Bacon; The Whole Slab!

Bacon; The Whole Slab!

 

In light of the many questions received following my recent American Heart Association Keynote address and cooking demo; I’ve decided to re-share this post.

With the ongoing red meat controversy and so many shrugs of the shoulder saying “it’s the nitrates;” when in fact it may be the choice of meat, processing, other additives, etc., here’s some food for thought 

NO 2 Bacon?

A Commentary in 5 Easy Slices

Bacon: The Good, the Bad, and the Crispy

In my previous book, The Fallacy of The Calorie: Why The Modern Western Diet is Killing Us and How to Stop It, as well as my latest publication, The Food Shaman, I discuss in depth the role and importance of fat in a healthful diet. This also includes a discussion about the role of different proteins, including red meat, in the pursuit of health and wellness and all things scrumptious. In defiance of the conventional wisdom, the data continues to define a neutral and in some cases potentially positive health benefit for those that consume fresh red meat. However, there seems to be a clear association with respect to consumption of highly processed foods, especially heavily processed red meat products, and the development of certain disabilities and diseases.

But what about the gray areas?

What about something like…bacon?

Pork bacon is cured and in fact is defined by the USDA as “the cured belly of a swine carcass.” In other countries, other parts of the pig are used; for example Canadian bacon comes from the pork loin. For those more deeply interested in the aged but divinely delicious, including how to make your own, I suggest Michael Rhulman’s enjoyable and definitive tome on the topic; Charcuterie

Commercially produced meats like bacon undergo extensive processing and are often subject to a number of artificial preservatives, flavorings and modifiers.
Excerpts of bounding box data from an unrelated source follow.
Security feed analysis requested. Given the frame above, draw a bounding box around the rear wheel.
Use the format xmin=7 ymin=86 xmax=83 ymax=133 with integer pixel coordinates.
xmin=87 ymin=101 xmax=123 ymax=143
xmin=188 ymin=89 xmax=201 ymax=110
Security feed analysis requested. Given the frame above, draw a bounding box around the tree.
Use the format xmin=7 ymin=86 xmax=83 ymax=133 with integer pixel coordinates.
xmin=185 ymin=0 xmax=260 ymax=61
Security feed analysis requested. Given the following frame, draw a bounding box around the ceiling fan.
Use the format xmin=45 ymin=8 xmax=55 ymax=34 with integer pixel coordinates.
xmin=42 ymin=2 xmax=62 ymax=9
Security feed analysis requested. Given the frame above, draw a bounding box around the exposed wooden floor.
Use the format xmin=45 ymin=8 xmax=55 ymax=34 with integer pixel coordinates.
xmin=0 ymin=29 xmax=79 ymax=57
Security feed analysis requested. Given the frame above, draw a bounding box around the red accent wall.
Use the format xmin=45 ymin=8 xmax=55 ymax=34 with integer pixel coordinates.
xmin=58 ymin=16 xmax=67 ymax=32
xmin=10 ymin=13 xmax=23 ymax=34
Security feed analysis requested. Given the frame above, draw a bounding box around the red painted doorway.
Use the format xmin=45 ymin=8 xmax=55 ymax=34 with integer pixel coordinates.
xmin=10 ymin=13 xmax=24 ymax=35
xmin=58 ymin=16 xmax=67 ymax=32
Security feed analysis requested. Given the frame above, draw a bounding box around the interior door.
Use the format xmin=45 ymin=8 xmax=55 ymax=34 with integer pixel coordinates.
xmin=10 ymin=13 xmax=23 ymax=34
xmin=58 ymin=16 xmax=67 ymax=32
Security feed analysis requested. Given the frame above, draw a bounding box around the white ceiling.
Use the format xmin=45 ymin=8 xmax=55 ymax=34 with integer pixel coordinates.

With an ingredient list that reads like an inorganic chemistry textbook and a shelf life longer than your mother’s memory, these industrial forms clearly march to a processed beat.

But what about the home spun versions?

What about a slab of pork belly from an organically raised, free pasture, heritage breed?

This porcine portion requires only the addition of salt, herbs, spices and a touch of curing salt to transform it into one of the most crisp-i-licious concoctions ever to cross the palate. Curing salt is a slightly pink mixture of salt that contains sodium nitrite at a concentration of 6.25%. This correlates to concentration of only about 120 parts per million.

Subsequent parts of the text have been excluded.